The worm is of a whitish colour, sometimes inclining to brown. Its thickness is from a half to two-thirds of a line, and its length has sometimes reached to ten or twelve feet. Small specimens have been found beneath the tunica conjunctiva of the eye; and one species of the same genus of Nematoidea infests the cavity of the eye itself.3982

Planaria.—In the journal already mentioned, Dr. Kelaart has given descriptions of fifteen species of planaria, and four of a new genus, instituted by him for the reception of those differing from the normal kinds by some peculiarities which they exhibit in common. At Point Pedro, Mr. Edgar Layard met with one on the bark of trees, after heavy rain, which would appear to belong to the subgenus geoplana.3983

Acalephæ.—Acalephæ3984 are plentiful, so much so, indeed, that they occasionally tempt the larger cetacea into the Gulf of Manaar. In the calmer months of the year, when the sea is glassy, and for hours together undisturbed by a ripple, the minute descriptions are rendered perceptible by their beautiful prismatic tinting. So great is their transparency that they are only to be distinguished from the water by the return to the eye of the reflected light that glances from their delicate and polished surfaces. Less frequently they are traced by the faint hues of their tiny peduncles, arms, or tentaculæ; and it has been well observed that they often give the seas in which they abound the appearance of being crowded with flakes of half-melted snow. The larger kinds, when undisturbed in their native haunts, attain to considerable size. A faintly blue medusa, nearly a foot across, may be seen in the Gulf of Manaar, where, no doubt, others of still larger growth are to be found.

PHYSALUS URTICULUS.

Occasionally after storms, the beach at Colombo is strewn with the thin transparent globes of the "Portuguese Man of War," Physalus urticulus, which are piled upon the lines left by the waves, like globules of glass delicately tinted with purple and blue. They sting, as their trivial name indicates, like a nettle when incautiously touched.
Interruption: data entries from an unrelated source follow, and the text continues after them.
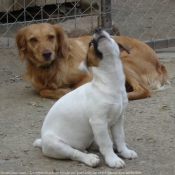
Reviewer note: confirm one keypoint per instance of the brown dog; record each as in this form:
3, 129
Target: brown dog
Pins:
52, 62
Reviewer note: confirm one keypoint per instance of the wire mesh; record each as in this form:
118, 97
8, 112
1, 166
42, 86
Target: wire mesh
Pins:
77, 17
146, 20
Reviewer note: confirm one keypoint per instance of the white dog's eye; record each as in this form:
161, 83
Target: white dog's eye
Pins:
90, 44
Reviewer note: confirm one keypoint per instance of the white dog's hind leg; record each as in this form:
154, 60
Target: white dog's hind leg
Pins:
119, 139
105, 145
54, 147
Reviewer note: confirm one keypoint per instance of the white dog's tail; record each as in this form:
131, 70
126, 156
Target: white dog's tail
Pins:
37, 143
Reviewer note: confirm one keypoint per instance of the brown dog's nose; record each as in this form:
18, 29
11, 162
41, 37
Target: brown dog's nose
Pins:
98, 30
47, 54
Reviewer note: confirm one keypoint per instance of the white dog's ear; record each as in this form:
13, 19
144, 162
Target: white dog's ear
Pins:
83, 67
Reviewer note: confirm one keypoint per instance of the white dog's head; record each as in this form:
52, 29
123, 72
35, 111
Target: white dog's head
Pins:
102, 44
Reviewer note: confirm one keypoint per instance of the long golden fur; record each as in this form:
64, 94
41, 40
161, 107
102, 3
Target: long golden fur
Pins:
52, 62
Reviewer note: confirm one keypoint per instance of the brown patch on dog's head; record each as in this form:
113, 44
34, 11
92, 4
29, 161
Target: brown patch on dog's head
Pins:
93, 56
41, 43
92, 59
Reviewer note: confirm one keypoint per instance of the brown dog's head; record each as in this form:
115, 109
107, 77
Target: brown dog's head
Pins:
41, 43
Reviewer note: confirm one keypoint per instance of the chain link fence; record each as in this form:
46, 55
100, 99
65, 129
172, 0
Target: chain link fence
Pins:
151, 21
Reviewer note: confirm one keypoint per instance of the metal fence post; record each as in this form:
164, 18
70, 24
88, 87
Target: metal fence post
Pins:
106, 19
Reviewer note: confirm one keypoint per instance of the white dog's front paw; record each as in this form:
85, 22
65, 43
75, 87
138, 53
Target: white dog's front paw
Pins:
115, 162
92, 160
128, 154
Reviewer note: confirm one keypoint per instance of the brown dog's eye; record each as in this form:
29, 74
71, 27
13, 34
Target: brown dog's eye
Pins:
51, 37
33, 40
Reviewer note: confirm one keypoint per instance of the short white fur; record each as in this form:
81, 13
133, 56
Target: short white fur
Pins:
88, 112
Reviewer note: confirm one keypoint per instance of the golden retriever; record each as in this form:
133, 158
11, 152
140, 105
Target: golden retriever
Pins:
52, 62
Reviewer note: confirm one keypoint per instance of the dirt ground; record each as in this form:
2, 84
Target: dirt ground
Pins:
149, 127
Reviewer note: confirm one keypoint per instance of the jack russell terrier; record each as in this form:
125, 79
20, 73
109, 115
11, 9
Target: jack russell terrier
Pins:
87, 113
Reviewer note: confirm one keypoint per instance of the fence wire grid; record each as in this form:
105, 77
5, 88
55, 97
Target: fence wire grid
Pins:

Red infusoria.—On both sides of the island (but most frequently on the west), during the south-west monsoon, a broad expanse of the sea assumes a red tinge, considerably brighter than brick-dust; and this is confined to a space so distinct that a line seems to separate it from the green water which flows on either side. Observing at Colombo that the whole area so tinged changed its position without parting with any portion of its colouring, I had some of the water brought on shore, and, on examination with the microscope, found it to be filled with infusoria, probably similar to those which have been noticed near the shores of South America, and whose abundance has imparted a name to the "Vermilion Sea" off the coast of California.4001

The remaining orders, including the corals, madrepores, and other polypi, have yet to find a naturalist to undertake their investigation, but in all probability the new species are not very numerous.


NOTE.

TRITONIA ARBORESCENS.

The following is the letter of Dr. Grant, referred to at page 385:—

Sir,—I have perused, with much interest, your remarkable communication received yesterday, respecting the musical sounds which you heard proceeding from under water, on the east coast of Ceylon. I cannot parallel the phenomenon you witnessed at Batticaloa, as produced by marine animals, with anything with which my past experience has made me acquainted in marine zoology. Excepting the faint clink of the Tritonia arborescens, repeated only once every minute or two, and apparently produced by the mouth armed with two dense horny laminæ, I am not aware of any sounds produced in the sea by branchiated invertebrata. It is to be regretted that in the memorandum you have not mentioned your observations on the living specimens brought you by the sailors as the animals which produced the sounds. Your authentication of the hitherto unknown fact, would probably lead to the discovery of the same phenomenon in other common accessible paludinæ, and other allied branchiated animals, and to the solution of a problem, which is still to me a mystery, even regarding the tritonia.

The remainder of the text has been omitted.